The whizzing letters:
Pensions minister Torsten Bell, in a parliamentary response, stated: Over the coming weeks, as part of the annual state pension uprating exercise, around 11 million pensioners will receive a leaflet promoting Pension Credit along with their state pension uprating letter.
Promoting and exhorting to claim are not the same things.
OP should look at recent DWP stats for Pension Credit application processing where she will see that, before the announcement on 29 July 2024, restricting WFP to recipients of Pension Credit, the number of claims not awarded was always high. Between 1,300 and 2,500 claims per week were not awarded compared to 1,900 to 2,500 per week which were awarded.
www.gov.uk/government/statistics/pension-credit-applications-and-awards-november-2024/pension-credit-applications-and-awards-november-2024--2#:~:text=Comparing%20the%2016%2Dweek%20periods,(from%2027%2C100%20to%2053%2C100).

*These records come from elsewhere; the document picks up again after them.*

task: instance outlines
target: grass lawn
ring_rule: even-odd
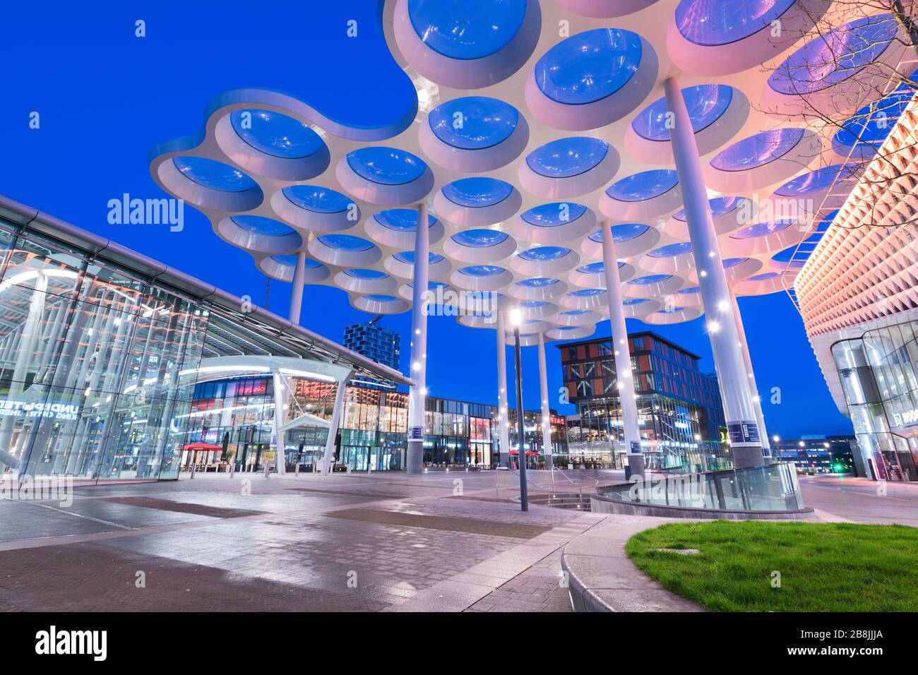
[[[918,611],[913,527],[667,523],[633,536],[625,552],[664,588],[716,612]],[[780,572],[779,588],[772,586],[774,571]]]

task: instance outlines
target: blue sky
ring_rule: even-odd
[[[413,96],[389,55],[375,0],[346,3],[225,0],[14,3],[4,8],[4,102],[0,194],[263,305],[265,278],[245,253],[218,239],[185,209],[185,227],[109,225],[107,202],[123,193],[157,197],[148,151],[198,130],[213,96],[244,86],[279,89],[351,124],[399,116]],[[147,36],[136,38],[135,21]],[[346,36],[349,19],[358,37]],[[40,128],[28,128],[29,114]],[[288,287],[271,283],[270,309],[285,314]],[[321,308],[320,311],[314,308]],[[769,433],[850,433],[835,409],[785,294],[740,299]],[[368,319],[342,291],[307,287],[302,323],[341,341],[343,326]],[[383,323],[409,334],[409,315]],[[629,331],[645,329],[629,321]],[[703,356],[713,371],[701,321],[652,328]],[[495,337],[449,317],[431,318],[428,383],[434,396],[497,402]],[[608,323],[597,336],[608,335]],[[407,365],[408,349],[403,350]],[[524,399],[538,407],[534,349],[523,350]],[[558,350],[548,349],[550,391],[561,386]],[[779,405],[770,402],[779,388]],[[553,398],[554,395],[553,395]],[[571,409],[561,409],[571,412]]]

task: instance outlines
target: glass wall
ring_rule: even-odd
[[[866,332],[832,347],[855,428],[860,476],[918,480],[918,321]]]
[[[0,253],[0,478],[175,478],[208,312],[3,220]]]

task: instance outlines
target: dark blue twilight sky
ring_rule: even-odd
[[[132,6],[128,7],[127,5]],[[358,38],[346,37],[348,19]],[[134,36],[144,19],[147,37]],[[207,101],[229,89],[285,91],[351,124],[390,120],[414,92],[386,48],[375,0],[275,2],[10,3],[0,39],[0,194],[263,304],[265,280],[251,257],[218,239],[185,209],[182,232],[109,225],[106,203],[122,193],[161,197],[147,169],[157,142],[198,130]],[[40,129],[28,128],[29,113]],[[288,287],[272,282],[271,309],[285,314]],[[342,291],[307,287],[303,324],[340,341],[367,315]],[[832,402],[803,325],[783,293],[741,298],[769,433],[848,433]],[[409,315],[383,323],[409,334]],[[629,321],[629,330],[646,328]],[[428,382],[434,396],[497,402],[494,332],[431,319]],[[712,371],[703,323],[655,328],[700,354]],[[608,323],[597,336],[608,335]],[[404,350],[403,366],[408,349]],[[534,350],[523,350],[526,406],[538,407]],[[548,349],[550,390],[561,386]],[[770,403],[780,388],[781,403]],[[554,399],[554,395],[552,395]],[[572,407],[561,409],[572,412]]]

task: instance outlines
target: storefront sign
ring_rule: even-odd
[[[759,443],[758,425],[748,420],[728,423],[727,435],[731,445],[757,445]]]
[[[74,403],[3,400],[0,401],[0,417],[50,417],[53,420],[77,420],[80,417],[80,406]]]

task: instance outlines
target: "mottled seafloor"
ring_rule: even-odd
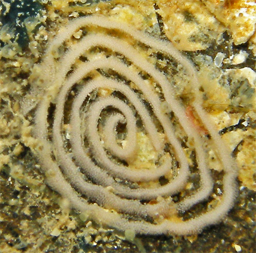
[[[87,3],[91,4],[92,2],[93,1]],[[29,2],[30,4],[23,6],[22,2],[26,4]],[[2,23],[0,28],[2,31],[0,46],[2,50],[0,82],[3,89],[0,93],[0,110],[5,118],[10,118],[10,120],[14,117],[11,112],[15,112],[15,104],[18,99],[17,94],[19,92],[26,91],[26,88],[21,88],[20,86],[26,87],[23,82],[26,82],[28,79],[29,69],[33,62],[31,60],[31,62],[27,63],[27,70],[20,70],[20,67],[15,65],[17,60],[16,54],[12,56],[10,51],[7,53],[3,48],[9,45],[11,40],[15,45],[19,45],[18,54],[21,56],[20,58],[27,52],[32,52],[34,55],[32,55],[39,57],[33,44],[29,43],[32,39],[29,33],[36,34],[40,24],[29,31],[24,21],[28,17],[31,17],[32,19],[36,17],[40,20],[38,16],[46,15],[46,12],[42,14],[41,12],[50,4],[47,1],[40,2],[39,0],[9,0],[3,1],[0,5],[0,21]],[[6,3],[10,5],[6,5]],[[7,6],[10,7],[9,11],[6,10]],[[156,4],[154,7],[157,9]],[[58,15],[58,12],[55,14]],[[157,17],[161,30],[163,21],[160,15],[158,14]],[[188,15],[188,18],[190,18]],[[38,22],[39,23],[40,21]],[[46,26],[47,22],[48,24],[50,23],[47,20]],[[8,26],[9,28],[7,29],[4,26]],[[8,39],[6,38],[6,41],[3,39],[4,29],[7,31],[5,36],[8,37],[8,34],[10,34],[9,42]],[[256,59],[249,48],[249,43],[235,45],[232,44],[230,34],[228,32],[224,34],[225,41],[219,44],[212,41],[206,49],[190,51],[186,53],[187,55],[193,59],[199,55],[214,58],[217,52],[236,55],[242,50],[248,54],[246,61],[234,66],[231,66],[228,62],[224,63],[222,67],[228,69],[231,67],[239,68],[248,67],[255,70]],[[44,44],[42,41],[42,48]],[[10,46],[10,48],[12,47]],[[41,53],[40,48],[38,50]],[[12,57],[14,60],[12,60]],[[8,78],[10,80],[10,88],[7,88],[8,84],[6,82]],[[248,92],[247,90],[245,91]],[[250,90],[250,92],[253,94],[252,95],[254,95],[255,90]],[[248,95],[249,98],[251,97],[250,95]],[[241,108],[246,107],[246,102],[244,103],[244,105],[241,105]],[[10,108],[12,110],[9,110]],[[255,109],[253,108],[250,110],[253,111]],[[241,110],[242,112],[243,109]],[[221,133],[225,135],[231,132],[251,131],[251,142],[255,142],[253,133],[256,131],[256,119],[247,117],[239,119],[233,125],[224,128]],[[238,180],[238,193],[234,206],[220,223],[205,229],[199,235],[185,237],[138,235],[135,240],[130,241],[125,239],[124,235],[121,233],[102,227],[92,221],[82,221],[79,214],[66,208],[59,195],[45,184],[45,175],[40,170],[36,158],[23,141],[22,135],[19,134],[19,122],[15,123],[16,125],[12,125],[12,129],[18,129],[16,132],[5,133],[7,128],[3,124],[1,126],[1,146],[4,146],[5,139],[9,138],[8,143],[10,144],[1,150],[3,156],[1,157],[2,160],[0,163],[0,252],[252,253],[256,251],[255,192],[246,187],[244,181],[242,182],[242,174]],[[234,147],[234,156],[237,156],[244,142],[242,139]],[[252,159],[255,159],[255,157]],[[253,178],[250,180],[255,182],[256,172],[251,175],[253,175]],[[215,179],[218,179],[216,177]],[[250,184],[251,185],[251,182]],[[255,184],[253,185],[255,189]]]

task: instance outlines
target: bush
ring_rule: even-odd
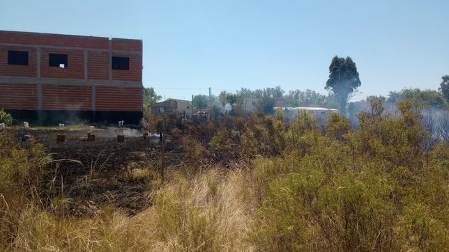
[[[0,123],[3,123],[6,125],[11,125],[13,120],[10,114],[5,112],[3,109],[0,110]]]

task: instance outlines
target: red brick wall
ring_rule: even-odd
[[[142,81],[142,56],[133,54],[112,54],[113,56],[129,57],[129,70],[112,70],[112,79]]]
[[[0,31],[0,42],[107,49],[107,38]]]
[[[108,79],[109,56],[107,52],[87,52],[87,79]]]
[[[142,88],[99,86],[96,90],[98,111],[142,111]]]
[[[111,47],[113,50],[141,51],[142,40],[112,38]]]
[[[68,67],[61,68],[48,66],[50,53],[67,54]],[[84,78],[84,52],[82,50],[40,50],[40,77],[43,78]]]
[[[37,109],[37,85],[0,84],[0,109]]]
[[[90,86],[42,86],[43,109],[91,110]]]
[[[28,52],[28,65],[8,65],[8,50]],[[36,77],[36,55],[34,48],[0,46],[0,75]]]

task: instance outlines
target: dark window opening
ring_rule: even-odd
[[[28,52],[8,51],[8,64],[28,65]]]
[[[67,54],[49,54],[48,66],[66,68],[68,66],[67,63]]]
[[[130,70],[130,58],[112,57],[112,69],[119,70]]]

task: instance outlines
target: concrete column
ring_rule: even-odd
[[[112,79],[112,40],[109,40],[109,80]]]
[[[87,50],[84,49],[84,79],[87,79]]]
[[[92,102],[91,104],[91,110],[95,111],[97,109],[97,86],[96,85],[92,85],[92,87],[91,88],[92,89],[92,97],[91,98]]]
[[[36,49],[36,70],[38,73],[38,78],[40,78],[40,47],[38,47]]]
[[[38,121],[42,124],[42,84],[38,83]]]

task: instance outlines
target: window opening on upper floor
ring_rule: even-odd
[[[28,65],[28,52],[8,51],[8,64]]]
[[[112,69],[119,70],[129,70],[130,58],[112,56]]]
[[[68,66],[67,58],[65,54],[49,54],[48,66],[66,68]]]

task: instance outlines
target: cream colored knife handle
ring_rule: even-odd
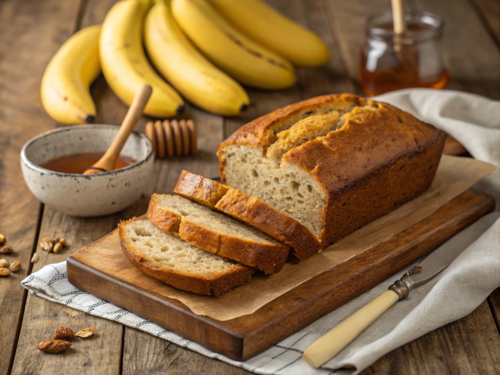
[[[347,346],[399,299],[399,296],[394,290],[384,292],[313,342],[302,356],[309,364],[317,368]]]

The number quoted by OP covers five years and three months - which averages a non-award rate of 1,200 per week. In that period:
The data shows that since the 2019/20 tax year up to 31st July 2024 the DWP received a total of 848,973 pension credit claims of which 572,565 were awarded. Therefore, around two-thirds (67%) of claims were successful over the period. Do the sums and you will see that is the average non-award rate was around 1,200 per week.

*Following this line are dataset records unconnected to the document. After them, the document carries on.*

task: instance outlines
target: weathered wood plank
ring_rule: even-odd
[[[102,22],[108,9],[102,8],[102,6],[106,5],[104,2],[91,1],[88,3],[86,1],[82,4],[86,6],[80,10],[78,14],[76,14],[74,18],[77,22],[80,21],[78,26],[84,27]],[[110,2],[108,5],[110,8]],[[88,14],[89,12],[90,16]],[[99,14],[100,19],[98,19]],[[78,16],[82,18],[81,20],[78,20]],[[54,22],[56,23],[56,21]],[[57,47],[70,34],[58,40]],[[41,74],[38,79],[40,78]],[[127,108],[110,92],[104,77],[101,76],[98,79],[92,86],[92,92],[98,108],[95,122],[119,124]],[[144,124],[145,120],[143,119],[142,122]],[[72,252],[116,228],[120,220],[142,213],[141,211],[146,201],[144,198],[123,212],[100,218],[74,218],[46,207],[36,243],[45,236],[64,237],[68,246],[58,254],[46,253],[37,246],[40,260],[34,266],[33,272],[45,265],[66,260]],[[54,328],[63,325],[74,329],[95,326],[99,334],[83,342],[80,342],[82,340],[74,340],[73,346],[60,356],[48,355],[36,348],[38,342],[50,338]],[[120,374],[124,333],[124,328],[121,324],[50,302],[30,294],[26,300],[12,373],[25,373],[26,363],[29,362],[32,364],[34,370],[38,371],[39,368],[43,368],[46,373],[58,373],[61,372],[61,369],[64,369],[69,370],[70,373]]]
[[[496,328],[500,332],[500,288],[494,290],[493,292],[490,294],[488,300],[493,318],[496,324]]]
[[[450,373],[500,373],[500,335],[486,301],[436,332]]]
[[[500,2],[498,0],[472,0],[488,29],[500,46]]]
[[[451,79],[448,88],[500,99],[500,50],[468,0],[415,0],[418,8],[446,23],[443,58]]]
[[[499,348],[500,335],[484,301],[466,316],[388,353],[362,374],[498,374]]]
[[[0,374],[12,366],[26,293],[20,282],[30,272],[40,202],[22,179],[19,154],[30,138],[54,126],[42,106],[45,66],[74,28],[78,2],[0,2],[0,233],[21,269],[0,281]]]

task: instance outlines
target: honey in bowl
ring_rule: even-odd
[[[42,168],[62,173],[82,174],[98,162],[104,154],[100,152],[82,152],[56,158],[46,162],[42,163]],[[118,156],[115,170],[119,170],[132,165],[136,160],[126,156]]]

www.financialreporter.co.uk/over-270000-pensioners-denied-pension-credit.html
Since the end of July there has been a significant increase in claims and a significant increase in the number not awarded. That makes sense. It's far more likely that people on very low incomes will have already been claiming PC before the WFP announcement. Claims now are likely to be coming from people who are recently retired or whose incomes are on the margins of award or non award.